Anyway, she’d hit it off right away with the girl on the beach — Molly Ryder was her name — and Molly was saying like Gee, what a shame it is you’re leaving so soon, just when we’re getting to know each other, it’s a shame you can’t stay a little longer, get the feel of the place, ’cause it’s real nice here, it really is. And then she told Jenny that there was gonna be a party tonight at this guy’s house in Hallandale that had a swimming pool and everything, and there’d be some interesting quite far-out people there, if Jenny would like to come along.
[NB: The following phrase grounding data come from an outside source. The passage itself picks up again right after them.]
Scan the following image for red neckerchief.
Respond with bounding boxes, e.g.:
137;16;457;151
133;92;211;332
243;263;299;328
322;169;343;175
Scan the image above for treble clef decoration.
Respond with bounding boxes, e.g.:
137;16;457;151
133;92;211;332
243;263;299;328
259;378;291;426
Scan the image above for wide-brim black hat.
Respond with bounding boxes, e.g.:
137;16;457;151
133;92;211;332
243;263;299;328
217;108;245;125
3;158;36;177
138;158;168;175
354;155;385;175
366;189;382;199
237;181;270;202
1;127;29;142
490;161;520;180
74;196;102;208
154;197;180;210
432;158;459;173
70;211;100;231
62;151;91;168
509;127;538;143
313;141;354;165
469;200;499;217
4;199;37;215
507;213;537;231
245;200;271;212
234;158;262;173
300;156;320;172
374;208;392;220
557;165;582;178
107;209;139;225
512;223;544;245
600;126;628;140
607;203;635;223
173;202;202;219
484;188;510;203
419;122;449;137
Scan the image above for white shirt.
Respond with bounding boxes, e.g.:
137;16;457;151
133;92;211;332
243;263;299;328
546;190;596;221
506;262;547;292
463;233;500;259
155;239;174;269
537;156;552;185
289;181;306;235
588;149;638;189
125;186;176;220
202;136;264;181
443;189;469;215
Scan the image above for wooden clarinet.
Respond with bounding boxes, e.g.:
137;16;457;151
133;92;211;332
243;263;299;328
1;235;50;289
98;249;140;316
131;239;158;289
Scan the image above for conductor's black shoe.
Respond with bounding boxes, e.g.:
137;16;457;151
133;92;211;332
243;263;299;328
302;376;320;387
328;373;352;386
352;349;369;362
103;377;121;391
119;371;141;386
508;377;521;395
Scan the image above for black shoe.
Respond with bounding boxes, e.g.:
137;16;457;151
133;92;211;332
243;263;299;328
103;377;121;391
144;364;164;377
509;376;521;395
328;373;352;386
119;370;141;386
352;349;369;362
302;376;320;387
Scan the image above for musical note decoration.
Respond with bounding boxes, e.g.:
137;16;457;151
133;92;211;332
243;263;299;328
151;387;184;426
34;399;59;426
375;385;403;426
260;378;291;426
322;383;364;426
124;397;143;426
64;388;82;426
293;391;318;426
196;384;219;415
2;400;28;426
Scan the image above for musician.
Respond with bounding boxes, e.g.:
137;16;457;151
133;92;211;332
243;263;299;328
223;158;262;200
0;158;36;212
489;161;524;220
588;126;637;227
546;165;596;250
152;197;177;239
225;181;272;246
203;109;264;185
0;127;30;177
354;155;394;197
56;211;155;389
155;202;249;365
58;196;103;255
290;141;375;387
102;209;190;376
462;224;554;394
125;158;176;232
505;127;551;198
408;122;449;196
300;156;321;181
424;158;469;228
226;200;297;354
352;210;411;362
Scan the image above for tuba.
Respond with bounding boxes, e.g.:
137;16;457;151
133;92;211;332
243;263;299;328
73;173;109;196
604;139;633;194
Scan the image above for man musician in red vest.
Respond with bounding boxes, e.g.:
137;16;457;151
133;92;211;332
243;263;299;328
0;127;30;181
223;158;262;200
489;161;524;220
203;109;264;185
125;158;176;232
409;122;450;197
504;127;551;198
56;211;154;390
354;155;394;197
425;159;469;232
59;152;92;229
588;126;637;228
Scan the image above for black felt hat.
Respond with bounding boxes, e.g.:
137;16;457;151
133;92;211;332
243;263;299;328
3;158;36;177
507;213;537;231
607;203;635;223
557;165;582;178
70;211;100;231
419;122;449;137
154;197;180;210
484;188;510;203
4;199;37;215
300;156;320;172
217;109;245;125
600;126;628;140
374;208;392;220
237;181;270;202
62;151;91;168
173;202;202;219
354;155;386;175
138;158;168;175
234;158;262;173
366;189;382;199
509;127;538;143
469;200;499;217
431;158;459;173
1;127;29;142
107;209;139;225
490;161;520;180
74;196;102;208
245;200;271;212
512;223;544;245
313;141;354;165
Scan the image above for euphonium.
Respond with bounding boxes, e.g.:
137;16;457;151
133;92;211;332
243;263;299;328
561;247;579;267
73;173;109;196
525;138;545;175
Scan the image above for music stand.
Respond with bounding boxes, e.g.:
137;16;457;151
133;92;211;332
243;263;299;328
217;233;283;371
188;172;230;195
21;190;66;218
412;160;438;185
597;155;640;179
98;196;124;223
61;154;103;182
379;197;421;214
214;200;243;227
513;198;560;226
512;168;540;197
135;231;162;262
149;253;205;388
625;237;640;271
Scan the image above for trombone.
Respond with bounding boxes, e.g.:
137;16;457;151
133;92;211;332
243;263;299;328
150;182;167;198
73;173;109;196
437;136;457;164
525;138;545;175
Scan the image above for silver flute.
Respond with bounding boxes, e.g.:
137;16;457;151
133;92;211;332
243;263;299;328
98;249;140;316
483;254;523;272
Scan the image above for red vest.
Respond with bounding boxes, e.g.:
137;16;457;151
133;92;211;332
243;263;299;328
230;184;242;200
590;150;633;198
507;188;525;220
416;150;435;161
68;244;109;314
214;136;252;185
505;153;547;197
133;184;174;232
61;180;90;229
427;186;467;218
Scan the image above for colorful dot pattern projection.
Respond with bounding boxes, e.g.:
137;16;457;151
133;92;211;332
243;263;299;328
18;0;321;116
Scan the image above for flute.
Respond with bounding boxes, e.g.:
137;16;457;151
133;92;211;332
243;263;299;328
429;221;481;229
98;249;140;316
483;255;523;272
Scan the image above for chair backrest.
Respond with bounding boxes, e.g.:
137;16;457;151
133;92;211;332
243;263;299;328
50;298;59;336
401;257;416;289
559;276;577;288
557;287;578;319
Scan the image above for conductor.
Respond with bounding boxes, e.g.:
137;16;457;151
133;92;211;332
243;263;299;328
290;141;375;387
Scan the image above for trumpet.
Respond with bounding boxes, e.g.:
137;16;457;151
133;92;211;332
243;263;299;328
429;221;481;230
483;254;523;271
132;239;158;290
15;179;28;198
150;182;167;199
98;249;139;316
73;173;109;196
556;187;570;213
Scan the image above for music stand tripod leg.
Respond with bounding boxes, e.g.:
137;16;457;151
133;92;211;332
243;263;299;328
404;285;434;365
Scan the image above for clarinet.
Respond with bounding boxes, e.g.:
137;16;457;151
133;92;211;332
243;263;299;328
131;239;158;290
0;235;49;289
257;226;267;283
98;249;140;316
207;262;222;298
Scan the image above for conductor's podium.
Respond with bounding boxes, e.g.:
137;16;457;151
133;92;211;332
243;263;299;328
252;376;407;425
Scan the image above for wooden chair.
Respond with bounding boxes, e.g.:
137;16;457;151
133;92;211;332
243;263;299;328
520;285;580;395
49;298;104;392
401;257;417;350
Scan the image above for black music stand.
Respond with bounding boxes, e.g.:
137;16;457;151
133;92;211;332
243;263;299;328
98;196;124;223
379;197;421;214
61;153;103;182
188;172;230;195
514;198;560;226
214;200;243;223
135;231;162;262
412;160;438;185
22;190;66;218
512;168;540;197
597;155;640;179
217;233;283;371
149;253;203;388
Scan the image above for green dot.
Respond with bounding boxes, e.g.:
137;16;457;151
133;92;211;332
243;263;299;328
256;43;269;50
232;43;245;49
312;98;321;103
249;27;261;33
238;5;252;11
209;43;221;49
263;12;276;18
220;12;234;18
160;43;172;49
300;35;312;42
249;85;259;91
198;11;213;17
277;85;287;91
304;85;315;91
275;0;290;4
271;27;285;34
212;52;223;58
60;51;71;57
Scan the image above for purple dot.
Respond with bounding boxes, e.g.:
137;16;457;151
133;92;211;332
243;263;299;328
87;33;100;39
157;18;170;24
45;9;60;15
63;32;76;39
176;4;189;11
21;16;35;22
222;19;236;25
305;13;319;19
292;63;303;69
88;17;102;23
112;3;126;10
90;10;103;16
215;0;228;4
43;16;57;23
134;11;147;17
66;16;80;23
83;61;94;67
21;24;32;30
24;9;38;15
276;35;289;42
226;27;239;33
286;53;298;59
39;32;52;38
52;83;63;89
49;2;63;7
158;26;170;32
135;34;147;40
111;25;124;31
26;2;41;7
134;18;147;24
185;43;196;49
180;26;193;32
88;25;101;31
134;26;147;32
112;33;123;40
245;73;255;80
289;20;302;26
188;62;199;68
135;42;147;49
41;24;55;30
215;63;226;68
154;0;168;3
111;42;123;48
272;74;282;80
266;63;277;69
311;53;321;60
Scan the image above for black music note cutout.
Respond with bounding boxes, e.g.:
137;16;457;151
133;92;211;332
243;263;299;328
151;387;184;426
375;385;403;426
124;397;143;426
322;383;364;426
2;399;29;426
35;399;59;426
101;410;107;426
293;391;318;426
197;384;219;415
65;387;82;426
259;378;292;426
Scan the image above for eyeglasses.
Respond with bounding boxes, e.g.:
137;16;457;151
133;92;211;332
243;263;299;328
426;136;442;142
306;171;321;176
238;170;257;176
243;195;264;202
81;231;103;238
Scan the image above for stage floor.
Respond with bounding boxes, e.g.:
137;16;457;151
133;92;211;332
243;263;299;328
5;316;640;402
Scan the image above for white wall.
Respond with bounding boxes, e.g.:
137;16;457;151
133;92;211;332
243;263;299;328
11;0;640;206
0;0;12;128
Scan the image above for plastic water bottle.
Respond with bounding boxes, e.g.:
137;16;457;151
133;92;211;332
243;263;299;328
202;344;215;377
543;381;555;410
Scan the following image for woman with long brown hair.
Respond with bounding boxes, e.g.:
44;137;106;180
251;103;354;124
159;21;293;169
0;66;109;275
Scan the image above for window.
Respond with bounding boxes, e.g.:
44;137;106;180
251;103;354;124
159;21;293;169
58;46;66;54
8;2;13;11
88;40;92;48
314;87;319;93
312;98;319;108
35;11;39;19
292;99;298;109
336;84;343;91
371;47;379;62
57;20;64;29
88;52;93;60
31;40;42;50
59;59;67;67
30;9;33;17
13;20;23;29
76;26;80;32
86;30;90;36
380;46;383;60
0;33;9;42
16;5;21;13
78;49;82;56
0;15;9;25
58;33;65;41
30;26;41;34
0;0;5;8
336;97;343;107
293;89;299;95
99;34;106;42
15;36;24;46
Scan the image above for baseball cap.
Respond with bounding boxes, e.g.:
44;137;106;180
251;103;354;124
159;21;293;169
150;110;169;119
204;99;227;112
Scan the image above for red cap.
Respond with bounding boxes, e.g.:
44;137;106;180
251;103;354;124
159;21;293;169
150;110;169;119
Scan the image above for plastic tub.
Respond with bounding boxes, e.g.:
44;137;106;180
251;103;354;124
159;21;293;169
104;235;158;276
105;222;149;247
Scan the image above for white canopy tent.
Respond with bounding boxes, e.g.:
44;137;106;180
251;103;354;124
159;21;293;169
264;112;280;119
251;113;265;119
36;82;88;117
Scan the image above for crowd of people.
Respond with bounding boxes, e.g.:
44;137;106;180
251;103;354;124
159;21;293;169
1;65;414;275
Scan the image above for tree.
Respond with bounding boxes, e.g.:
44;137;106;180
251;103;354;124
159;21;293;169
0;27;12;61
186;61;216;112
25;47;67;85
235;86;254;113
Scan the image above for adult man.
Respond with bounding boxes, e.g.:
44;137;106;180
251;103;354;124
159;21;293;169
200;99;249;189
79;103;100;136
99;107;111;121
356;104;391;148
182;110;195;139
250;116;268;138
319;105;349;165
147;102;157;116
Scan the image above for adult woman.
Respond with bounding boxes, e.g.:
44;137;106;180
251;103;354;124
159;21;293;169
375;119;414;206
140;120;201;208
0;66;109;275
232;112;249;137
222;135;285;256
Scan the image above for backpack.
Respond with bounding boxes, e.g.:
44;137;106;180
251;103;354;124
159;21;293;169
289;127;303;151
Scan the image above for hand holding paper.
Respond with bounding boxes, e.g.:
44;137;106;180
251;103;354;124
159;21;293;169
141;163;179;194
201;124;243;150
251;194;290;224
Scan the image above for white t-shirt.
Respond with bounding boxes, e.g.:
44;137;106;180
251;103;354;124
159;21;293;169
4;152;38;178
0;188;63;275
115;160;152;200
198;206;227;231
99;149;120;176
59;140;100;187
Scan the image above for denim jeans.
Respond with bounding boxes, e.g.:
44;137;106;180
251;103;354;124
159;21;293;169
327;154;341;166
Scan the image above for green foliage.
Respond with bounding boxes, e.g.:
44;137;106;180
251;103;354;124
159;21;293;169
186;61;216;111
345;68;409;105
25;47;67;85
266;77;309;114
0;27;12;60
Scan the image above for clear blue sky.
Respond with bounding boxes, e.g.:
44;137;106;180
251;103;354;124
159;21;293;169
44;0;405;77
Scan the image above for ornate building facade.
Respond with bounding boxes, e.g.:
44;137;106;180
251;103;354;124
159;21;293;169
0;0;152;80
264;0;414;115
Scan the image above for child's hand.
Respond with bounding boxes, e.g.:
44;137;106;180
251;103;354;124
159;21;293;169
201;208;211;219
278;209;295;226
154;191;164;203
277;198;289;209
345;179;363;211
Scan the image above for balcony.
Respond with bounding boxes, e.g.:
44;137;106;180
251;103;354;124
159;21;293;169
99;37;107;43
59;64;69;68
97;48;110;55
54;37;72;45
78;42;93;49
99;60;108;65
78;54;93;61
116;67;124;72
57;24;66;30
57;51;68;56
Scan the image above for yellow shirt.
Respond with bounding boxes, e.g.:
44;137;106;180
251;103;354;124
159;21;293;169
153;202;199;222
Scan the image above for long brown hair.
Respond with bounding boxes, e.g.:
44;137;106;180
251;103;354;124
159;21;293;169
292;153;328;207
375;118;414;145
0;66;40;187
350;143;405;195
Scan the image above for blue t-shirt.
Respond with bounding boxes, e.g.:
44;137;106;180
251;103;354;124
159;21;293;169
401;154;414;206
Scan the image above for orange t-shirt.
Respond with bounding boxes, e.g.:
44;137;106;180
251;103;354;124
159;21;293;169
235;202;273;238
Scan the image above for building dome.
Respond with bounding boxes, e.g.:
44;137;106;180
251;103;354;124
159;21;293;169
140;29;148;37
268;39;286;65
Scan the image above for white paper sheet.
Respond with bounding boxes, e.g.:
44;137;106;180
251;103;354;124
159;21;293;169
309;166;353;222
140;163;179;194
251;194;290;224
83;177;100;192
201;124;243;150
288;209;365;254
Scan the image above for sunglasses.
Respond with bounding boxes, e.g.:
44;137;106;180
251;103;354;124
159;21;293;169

So Jenny went to the party and met a lot of interesting quite far-out people who were doing coke and stuff and decided to hang around Miami a while, see if she couldn’t drum up a little trade at the fancier hotels on the beach, maybe even find some old geezer she could play house with, because Miami seemed to have less phonies here than there were in LA where they came a thousand to the square inch. What came a thousand to the square inch down here were the cockroaches. She remembered them from when she used to be a kid living down here. They called them palmetto bugs down here. They were as big as your forefinger, some of them. You stepped on them, you jumped up and down on them, they crawled away all crippled and broken but they wouldn’t die unless you hit them with a sledgehammer. Also, they knew how to fly. Staying with Molly the first few weeks she was in Miami, she almost wet her pants when one of them flew right up into her face.